March 6, 2007 (PLANSPONSOR.com) - A new Watson Wyatt analysis has found that younger, lower-paid workers are not the only ones dragging their feet about getting into their employer's 401(k) plan.

A Watson Wyatt news release said its analysis found that nearly one out of 10 workers earning more than $100,000 has not joined their plan. The firm examined the workplace retirement savings behavior of about 300,000 workers at 32 large employers that offer a 401(k) (and, in some cases, a defined benefit plan).

Some 52% of workers earning between $10,000 and $25,000 were among the non-participant ranks. Generally, about 70% of workers participate in 401(k) plans, a percentage that has held relatively steady for several years, Watson Wyatt pointed out.

“Despite employers’ ongoing efforts to educate workers on the need to save for retirement, the bottom line is that voluntary participation in these types of plans doesn’t work well for everyone, even high earners,” said Mark Warshawsky, director of retirement research at Watson Wyatt, in the news release. “It’s one thing to know how much to save for retirement; it is quite another to do it.”

Warshawsky noted that the rapidly spreading auto enrollment trend is likely to increase 401(k) participation. Some employers have found that with automatic enrollment more than 90% of employees participate in the 401(k) plan.

Looking at the deferral issue, the analysis also found workers earning between $10,000 and $25,000 annually contribute 6.2% of their salary to 401(k) plans, while workers earning at least $100,000 annually contribute almost 10%. Some high-wage earners, however, may be restricted in how much they can contribute because of non-discrimination rules and allowable legal limits, Watson Wyatt noted.
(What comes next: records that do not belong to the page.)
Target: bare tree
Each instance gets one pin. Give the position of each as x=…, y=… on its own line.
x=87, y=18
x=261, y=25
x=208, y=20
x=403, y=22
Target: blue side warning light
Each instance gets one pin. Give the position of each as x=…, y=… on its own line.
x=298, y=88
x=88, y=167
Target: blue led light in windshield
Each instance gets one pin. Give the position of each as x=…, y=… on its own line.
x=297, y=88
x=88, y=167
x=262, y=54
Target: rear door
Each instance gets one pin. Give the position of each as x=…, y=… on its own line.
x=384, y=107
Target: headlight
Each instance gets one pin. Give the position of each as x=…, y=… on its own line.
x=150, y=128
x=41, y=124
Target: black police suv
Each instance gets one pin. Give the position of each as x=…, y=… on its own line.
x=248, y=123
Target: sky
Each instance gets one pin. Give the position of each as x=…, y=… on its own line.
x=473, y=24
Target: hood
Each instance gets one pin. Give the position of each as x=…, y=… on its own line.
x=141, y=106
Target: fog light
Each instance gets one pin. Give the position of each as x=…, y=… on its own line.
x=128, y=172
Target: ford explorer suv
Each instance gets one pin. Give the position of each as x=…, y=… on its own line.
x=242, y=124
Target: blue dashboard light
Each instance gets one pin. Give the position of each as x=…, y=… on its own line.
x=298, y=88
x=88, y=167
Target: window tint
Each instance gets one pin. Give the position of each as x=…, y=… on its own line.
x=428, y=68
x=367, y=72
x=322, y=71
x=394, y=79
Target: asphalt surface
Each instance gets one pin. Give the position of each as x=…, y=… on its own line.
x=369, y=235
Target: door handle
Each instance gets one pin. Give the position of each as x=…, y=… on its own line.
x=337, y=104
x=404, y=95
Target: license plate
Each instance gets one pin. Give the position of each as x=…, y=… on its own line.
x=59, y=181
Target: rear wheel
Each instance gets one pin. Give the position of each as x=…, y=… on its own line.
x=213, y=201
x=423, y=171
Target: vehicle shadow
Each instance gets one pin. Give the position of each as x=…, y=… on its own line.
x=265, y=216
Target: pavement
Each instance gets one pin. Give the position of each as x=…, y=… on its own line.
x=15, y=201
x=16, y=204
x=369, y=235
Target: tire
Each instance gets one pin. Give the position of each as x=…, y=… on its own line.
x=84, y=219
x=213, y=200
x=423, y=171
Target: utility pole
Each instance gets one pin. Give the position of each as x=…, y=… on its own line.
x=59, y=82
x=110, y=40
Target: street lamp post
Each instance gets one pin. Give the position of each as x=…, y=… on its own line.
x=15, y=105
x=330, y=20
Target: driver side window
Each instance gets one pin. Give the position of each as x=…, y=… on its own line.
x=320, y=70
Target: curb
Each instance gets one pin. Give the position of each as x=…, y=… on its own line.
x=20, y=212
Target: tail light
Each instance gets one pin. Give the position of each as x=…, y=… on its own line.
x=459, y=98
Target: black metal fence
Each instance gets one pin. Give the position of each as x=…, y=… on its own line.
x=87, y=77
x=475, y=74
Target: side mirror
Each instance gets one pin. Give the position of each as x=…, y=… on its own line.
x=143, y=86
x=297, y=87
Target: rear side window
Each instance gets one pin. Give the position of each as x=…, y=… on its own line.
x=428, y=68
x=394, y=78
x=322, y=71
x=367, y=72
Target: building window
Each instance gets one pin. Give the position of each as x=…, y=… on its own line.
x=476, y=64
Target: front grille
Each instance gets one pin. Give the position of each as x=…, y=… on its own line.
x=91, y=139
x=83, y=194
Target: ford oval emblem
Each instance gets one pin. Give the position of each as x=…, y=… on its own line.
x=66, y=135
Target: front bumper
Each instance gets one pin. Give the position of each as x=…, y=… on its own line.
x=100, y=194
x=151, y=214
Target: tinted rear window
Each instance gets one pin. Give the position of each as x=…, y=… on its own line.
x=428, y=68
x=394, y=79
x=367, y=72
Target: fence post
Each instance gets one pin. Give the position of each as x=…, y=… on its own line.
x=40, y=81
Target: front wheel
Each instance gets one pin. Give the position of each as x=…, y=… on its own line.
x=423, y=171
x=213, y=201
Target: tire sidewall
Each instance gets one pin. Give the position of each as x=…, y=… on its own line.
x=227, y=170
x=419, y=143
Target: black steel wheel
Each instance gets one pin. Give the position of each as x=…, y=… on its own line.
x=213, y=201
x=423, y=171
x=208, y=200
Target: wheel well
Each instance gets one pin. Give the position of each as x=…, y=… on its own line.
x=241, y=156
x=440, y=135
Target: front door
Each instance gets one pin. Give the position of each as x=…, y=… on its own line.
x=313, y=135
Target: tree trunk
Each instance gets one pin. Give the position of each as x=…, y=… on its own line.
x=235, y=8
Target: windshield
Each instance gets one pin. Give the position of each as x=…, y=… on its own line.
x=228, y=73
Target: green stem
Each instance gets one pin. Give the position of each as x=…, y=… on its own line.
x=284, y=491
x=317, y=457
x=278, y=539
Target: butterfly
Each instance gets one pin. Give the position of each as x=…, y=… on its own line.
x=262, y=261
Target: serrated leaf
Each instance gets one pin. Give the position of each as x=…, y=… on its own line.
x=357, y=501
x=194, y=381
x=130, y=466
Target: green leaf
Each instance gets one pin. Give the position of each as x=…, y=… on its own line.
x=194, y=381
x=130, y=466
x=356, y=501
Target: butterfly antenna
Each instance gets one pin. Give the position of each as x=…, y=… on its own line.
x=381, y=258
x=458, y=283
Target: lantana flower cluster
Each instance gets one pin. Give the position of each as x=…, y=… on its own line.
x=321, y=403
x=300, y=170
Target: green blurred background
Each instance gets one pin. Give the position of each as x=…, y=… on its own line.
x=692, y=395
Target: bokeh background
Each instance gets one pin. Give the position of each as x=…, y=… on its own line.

In addition, the analysis found many workers who have been with their employer for at least 20 years have not accumulated large 401(k) account balances. According to the news release, two out of three workers who earn $10,000 to $25,000 annually and who have been with the same employer for two decades have accumulated less than one year’s annual pay in their accounts. Even in the $75,000 and higher pay category, about one out of four workers examined came up short of a year’s pay.